Question

I have a problem with the boost::asio::serial_port class reading from a GPS device (USB-Serial). Connecting the device and reading from it works fine, but when I disconnect and reconnect the device, read_some doesn't read any bytes from the port.

As boost doesn't seam to detect that the serial port is gone ( is_open() returns true ), I periodically cancel(), close() and open( GPS_PORT ) the device when I don't get data, resetting the port options on the way. But this doesn't help either, the input buffer stays empty.

Am I missing something, or doing something wrong, or is this a bug in asio? Is there a standard way to detect that the port is gone?

Was it helpful?

Solution

It's hard to say what is the exact reason in your case, but practice shows that you often need to disable RTS sensitivity on your serial port.

RTS is a pin on real RS-232 interface that is on when a device on the other side is on.

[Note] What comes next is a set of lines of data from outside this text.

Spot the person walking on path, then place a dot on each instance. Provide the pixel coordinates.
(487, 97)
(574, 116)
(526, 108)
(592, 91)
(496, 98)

serial_port::read_some invokes underlying Windows API function that looks on this signal.

As you don't have the real RS-323 device, you need to rely on the driver emulation of this signal which may be faulty (and unfortunately often is).

To disable it, invoke serial_port::set_option(DCB) with RTSControl set to RTS_CONTROL_DISABLE.

If close()'ing your handle doesn't help, it may be a problem with boost. Source code for close() looks like this:

  boost::system::error_code close(implementation_type& impl,
      boost::system::error_code& ec)
  {
    if (is_open(impl))
    {
      if (!::CloseHandle(impl.handle_))
      {
        DWORD last_error = ::GetLastError();
        ec = boost::system::error_code(last_error,
            boost::asio::error::get_system_category());
        return ec;
      }

      impl.handle_ = INVALID_HANDLE_VALUE;
      impl.safe_cancellation_thread_id_ = 0;
    }

    ec = boost::system::error_code();
    return ec;
  }

, i. e. if CloseHandle() fails for some reason (or hangs), the internal handle value is not beign assigned to INVALID_HANDLE_VALUE and is_open() will always return true.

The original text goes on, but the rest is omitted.